A team of scientists has discovered a genetic mutation that took place between 6,000 and 10,000 years ago and introduced the single, common ancestor of all people with blue eyes.
"Originally, we all had brown eyes," said Hans Eiberg from the Department of Cellular and Molecular Medicine at the University of Copenhagen.
The mutation affected the so-called OCA2 gene, which is involved in the production of melanin, the pigment that gives color to our hair, eyes and skin.
"A genetic mutation affecting the OCA2 gene in our chromosomes resulted in the creation of a 'switch,' which literally 'turned off' the ability to produce brown eyes," Eiberg said.
The genetic switch is located in the gene adjacent to OCA2 and rather than completely turning off the gene, the switch limits its action, which reduces the production of melanin in the iris. In effect, the turned-down switch diluted brown eyes to blue. If the OCA2 gene had been completely shut down, our hair, eyes and skin would be melanin-less, a condition known as albinism.

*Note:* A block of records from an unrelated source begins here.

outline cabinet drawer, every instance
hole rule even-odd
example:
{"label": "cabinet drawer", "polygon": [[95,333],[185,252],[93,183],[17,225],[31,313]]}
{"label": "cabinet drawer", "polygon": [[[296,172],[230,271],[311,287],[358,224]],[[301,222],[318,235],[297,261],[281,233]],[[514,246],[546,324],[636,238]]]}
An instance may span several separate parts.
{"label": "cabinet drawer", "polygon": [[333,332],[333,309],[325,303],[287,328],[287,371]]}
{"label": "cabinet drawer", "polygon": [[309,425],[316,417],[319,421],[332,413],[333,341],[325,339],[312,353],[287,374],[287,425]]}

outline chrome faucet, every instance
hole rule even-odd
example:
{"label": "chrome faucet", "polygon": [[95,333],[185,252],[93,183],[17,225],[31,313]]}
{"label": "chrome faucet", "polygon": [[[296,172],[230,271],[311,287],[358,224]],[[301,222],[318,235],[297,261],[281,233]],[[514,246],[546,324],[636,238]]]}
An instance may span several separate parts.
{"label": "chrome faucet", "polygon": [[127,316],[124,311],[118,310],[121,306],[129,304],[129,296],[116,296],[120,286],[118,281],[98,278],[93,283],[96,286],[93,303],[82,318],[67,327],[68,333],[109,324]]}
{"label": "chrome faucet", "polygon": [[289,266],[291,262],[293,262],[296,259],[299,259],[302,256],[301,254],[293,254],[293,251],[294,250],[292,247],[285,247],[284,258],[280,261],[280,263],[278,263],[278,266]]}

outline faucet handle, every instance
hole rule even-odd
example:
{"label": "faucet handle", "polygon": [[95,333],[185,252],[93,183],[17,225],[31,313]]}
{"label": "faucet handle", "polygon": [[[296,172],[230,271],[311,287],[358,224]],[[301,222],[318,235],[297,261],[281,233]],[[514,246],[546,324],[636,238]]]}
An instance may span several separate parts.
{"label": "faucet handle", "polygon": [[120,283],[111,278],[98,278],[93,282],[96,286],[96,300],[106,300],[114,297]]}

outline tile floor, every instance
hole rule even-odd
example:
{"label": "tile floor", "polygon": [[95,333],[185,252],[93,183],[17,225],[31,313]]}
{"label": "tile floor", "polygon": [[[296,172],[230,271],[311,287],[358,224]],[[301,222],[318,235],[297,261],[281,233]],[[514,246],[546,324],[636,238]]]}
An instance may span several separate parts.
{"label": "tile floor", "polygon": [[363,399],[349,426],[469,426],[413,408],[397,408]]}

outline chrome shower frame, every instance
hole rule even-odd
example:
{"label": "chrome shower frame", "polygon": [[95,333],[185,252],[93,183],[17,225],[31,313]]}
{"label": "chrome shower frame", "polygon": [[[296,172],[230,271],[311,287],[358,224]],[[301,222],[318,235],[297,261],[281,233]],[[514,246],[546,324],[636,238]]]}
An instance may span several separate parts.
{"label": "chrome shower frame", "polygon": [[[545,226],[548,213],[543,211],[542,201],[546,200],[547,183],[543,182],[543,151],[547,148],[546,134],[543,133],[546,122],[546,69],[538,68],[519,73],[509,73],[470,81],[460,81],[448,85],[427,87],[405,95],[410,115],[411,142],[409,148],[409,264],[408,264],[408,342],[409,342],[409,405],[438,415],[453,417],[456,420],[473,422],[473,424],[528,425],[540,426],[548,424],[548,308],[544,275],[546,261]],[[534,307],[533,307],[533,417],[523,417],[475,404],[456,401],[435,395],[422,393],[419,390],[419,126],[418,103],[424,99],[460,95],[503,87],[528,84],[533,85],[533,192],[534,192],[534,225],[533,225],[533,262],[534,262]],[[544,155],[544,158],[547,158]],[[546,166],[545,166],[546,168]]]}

Eiberg and his team examined DNA from mitochondria, the cells' energy-making structures, of blue-eyed individuals in countries including Jordan, Denmark and Turkey. This genetic material comes from females, so it can trace maternal lineages. They specifically looked at sequences of DNA on the OCA2 gene and the genetic mutation associated with turning down melanin production.
Over the course of several generations, segments of ancestral DNA get shuffled so that individuals have varying sequences. Some of these segments, however, that haven't been reshuffled are called haplotypes. If a group of individuals shares long haplotypes, that means the sequence arose relatively recently in our human ancestors. The DNA sequence didn't have enough time to get mixed up.

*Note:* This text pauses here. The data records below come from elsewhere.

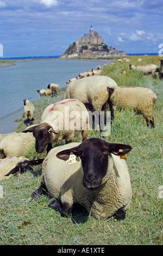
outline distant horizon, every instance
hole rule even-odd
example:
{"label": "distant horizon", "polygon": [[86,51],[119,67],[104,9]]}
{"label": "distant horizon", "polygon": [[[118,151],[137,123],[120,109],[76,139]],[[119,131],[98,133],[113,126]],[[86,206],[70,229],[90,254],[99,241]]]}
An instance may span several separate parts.
{"label": "distant horizon", "polygon": [[[158,55],[158,53],[126,53],[126,55],[128,55],[128,56],[150,56],[150,55]],[[46,59],[46,58],[59,58],[61,55],[54,55],[54,56],[26,56],[26,57],[0,57],[0,60],[3,60],[3,59],[38,59],[38,58],[40,58],[40,59]],[[107,57],[99,57],[99,58],[101,58],[102,59],[104,59],[105,58],[109,58],[109,57],[119,57],[120,58],[121,56],[108,56]],[[77,58],[77,59],[79,59],[80,58]],[[68,58],[69,59],[71,59],[72,58]]]}

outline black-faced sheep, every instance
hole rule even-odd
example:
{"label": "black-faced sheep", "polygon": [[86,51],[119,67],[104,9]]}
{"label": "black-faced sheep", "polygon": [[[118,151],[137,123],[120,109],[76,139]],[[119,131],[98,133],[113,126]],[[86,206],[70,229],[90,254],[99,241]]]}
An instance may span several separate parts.
{"label": "black-faced sheep", "polygon": [[136,69],[141,71],[143,73],[143,75],[147,75],[152,74],[153,78],[156,78],[155,70],[157,66],[154,64],[148,64],[143,66],[135,66],[135,65],[130,64],[129,65],[129,69]]}
{"label": "black-faced sheep", "polygon": [[[83,113],[85,116],[83,119]],[[65,139],[70,143],[80,132],[83,140],[87,138],[89,113],[84,105],[76,99],[64,100],[48,106],[43,111],[40,124],[23,132],[33,132],[36,138],[35,148],[41,153],[48,145],[47,151],[52,149],[52,143]]]}
{"label": "black-faced sheep", "polygon": [[[48,206],[62,216],[69,216],[77,203],[95,218],[124,219],[132,191],[126,160],[120,156],[131,149],[96,138],[54,148],[43,162],[43,181],[31,199],[43,188],[53,197]],[[68,164],[71,157],[73,163]]]}
{"label": "black-faced sheep", "polygon": [[64,99],[80,100],[90,111],[100,112],[109,106],[111,118],[114,119],[114,106],[110,96],[117,85],[105,76],[84,77],[72,81],[67,86]]}
{"label": "black-faced sheep", "polygon": [[120,108],[134,109],[145,118],[147,126],[154,127],[152,110],[156,100],[156,94],[143,87],[118,86],[111,96],[115,105]]}
{"label": "black-faced sheep", "polygon": [[25,123],[27,126],[30,125],[35,120],[33,117],[35,110],[34,105],[29,101],[30,99],[24,100],[24,113],[22,117],[25,119]]}
{"label": "black-faced sheep", "polygon": [[0,159],[0,180],[9,179],[17,172],[23,172],[27,169],[32,169],[33,166],[42,163],[43,159],[29,160],[22,157],[10,156]]}

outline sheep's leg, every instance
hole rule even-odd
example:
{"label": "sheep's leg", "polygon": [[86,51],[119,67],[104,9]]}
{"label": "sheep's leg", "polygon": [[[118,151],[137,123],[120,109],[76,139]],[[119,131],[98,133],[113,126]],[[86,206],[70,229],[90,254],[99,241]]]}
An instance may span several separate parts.
{"label": "sheep's leg", "polygon": [[71,214],[72,205],[68,203],[62,203],[61,201],[52,198],[48,204],[48,206],[58,211],[62,217],[68,217]]}
{"label": "sheep's leg", "polygon": [[126,212],[124,210],[124,208],[122,207],[118,209],[114,215],[116,220],[117,221],[120,220],[124,220],[126,217]]}
{"label": "sheep's leg", "polygon": [[49,151],[52,149],[52,143],[48,143],[47,147],[47,154],[49,152]]}

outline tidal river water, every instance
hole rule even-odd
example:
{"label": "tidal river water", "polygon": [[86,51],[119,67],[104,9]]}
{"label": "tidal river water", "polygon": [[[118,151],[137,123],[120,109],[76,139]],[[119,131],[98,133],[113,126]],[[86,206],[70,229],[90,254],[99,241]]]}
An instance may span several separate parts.
{"label": "tidal river water", "polygon": [[59,88],[79,74],[91,69],[101,68],[110,60],[65,60],[60,59],[17,61],[15,66],[0,68],[0,133],[11,132],[23,112],[23,100],[40,98],[37,90],[47,89],[49,83],[58,83]]}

"Out of 800 persons we have only found one person which didn't fit — but his eye color was blue with a single brown spot," Eiberg told LiveScience, referring to the finding that blue-eyed individuals all had the same sequence of DNA linked with melanin production. "From this we can conclude that all blue-eyed individuals are linked to the same ancestor. They have all inherited the same switch at exactly the same spot in their DNA."